A PENNY FOR YOUR THOUGHTS?
Ian Elliot was only planning on coming home to Edinburgh for a few days. Just long enough to get his father off his back. Lord Elliot is a member of the Scottish Parliament, the likely next minister of health, fanatically dedicated to the pursuit of an independent Scotland with an independent coinage, and deeply disappointed in his son’s life choices. Which might explain why Ian lives in Brussels, where he works for the European Union as a banker.
Or it might not. Ian was a gifted artist once, with an eye for seeing things no one else could: hobs, redcaps, green men, and every other flavor of faerie. At first he loved the visions, but time and age transformed inspiration into nightmares that haunted his nights and stalked his days. Add in his father’s ever-deepening obsession with Scottish coinage, and his insistence that Ian’s problems could be cured by applied numismatics, and it’s no wonder that Ian seeks psychiatric help.
When the best counseling the Elliot’s money could buy didn’t help, Ian fled Scotland and his father’s monomania. It was a desperate move, but one that paid off. In the two years since his last visit, Ian hasn’t seen so much as a single pixie, and no one has tucked a rare shilling into his socks in ages.

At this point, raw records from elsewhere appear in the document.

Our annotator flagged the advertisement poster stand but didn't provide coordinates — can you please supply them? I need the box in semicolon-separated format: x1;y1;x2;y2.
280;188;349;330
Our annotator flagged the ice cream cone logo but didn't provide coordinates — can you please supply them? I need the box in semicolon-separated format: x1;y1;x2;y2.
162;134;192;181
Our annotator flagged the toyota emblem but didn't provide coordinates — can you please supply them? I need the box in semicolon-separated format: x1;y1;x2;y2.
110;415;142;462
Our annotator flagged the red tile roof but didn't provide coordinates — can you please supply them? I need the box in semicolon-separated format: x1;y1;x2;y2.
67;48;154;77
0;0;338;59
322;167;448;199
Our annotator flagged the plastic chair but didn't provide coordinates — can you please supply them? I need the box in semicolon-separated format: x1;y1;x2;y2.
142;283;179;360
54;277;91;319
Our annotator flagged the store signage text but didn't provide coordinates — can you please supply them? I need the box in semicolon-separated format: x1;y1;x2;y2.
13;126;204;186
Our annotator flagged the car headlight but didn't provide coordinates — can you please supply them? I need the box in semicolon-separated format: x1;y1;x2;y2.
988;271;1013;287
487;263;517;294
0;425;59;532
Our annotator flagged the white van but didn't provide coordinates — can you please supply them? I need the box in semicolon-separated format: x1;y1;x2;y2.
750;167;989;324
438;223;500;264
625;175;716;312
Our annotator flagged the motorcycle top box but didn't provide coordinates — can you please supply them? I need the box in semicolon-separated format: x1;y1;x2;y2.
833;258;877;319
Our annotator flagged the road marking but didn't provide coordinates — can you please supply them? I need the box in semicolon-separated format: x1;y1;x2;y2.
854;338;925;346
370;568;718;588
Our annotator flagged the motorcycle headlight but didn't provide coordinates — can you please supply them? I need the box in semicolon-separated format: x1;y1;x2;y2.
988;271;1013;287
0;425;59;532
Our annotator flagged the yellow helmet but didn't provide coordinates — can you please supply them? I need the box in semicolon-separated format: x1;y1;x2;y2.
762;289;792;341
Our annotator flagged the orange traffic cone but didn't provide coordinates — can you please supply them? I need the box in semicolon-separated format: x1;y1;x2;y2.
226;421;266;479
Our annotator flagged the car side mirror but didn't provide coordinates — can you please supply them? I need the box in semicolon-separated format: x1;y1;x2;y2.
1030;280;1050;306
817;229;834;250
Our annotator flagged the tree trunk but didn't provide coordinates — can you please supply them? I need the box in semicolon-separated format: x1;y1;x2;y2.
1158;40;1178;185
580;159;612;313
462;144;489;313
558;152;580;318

But now that he’s home, the visions are back with a vengeance, and Ian is terrified that he’s going to be sucked back into the family madness. Then one of his “visions” kills the Independence Scotland candidate for Prime Minister, and Ian is forced into a whirlwind confrontation with his past, his ex, his father’s numismatic obsessions, his understanding of reality, and, ultimately, faerie and his own future.
Ian’s empty whisky glass hit the tray table with a harsh clink. His hands were shaking. As he took a deep breath and tried to still them his glance fell on the cuff of his suit coat and then quickly flicked away. Underneath was the watch he absolutely refused to check because every time he looked, unreasonably large amounts of time had slipped past, bringing him closer to Glasgow and the end of his flight.
Too soon. Even with the usual airport rituals involving declaration of goods and collection of baggage, he had at best an hour or two of grace. Once he cleared security he would be home again after two years away. Home…and into the fire. Donal would be waiting outside the security exit, ready to take his suitcase and escort him straight to the car and his father who would whisk him off to Edinburgh.
Lord Robert Elliot, KT, MD, and most importantly, MSP, Member of Scottish Parliament, was a difficult man to call father. Being trapped in a car with him for an hour wasn’t quite the last place in the world Ian wanted to be, but it certainly held a place in the worst ten. Ian wouldn’t hit number one on that list until they reached their destination: a speech by Alexander MacGillivray, head of Independence Scotland and would-be prime minister of a Scotland divorced from all entanglements, whether they be British or more broadly European.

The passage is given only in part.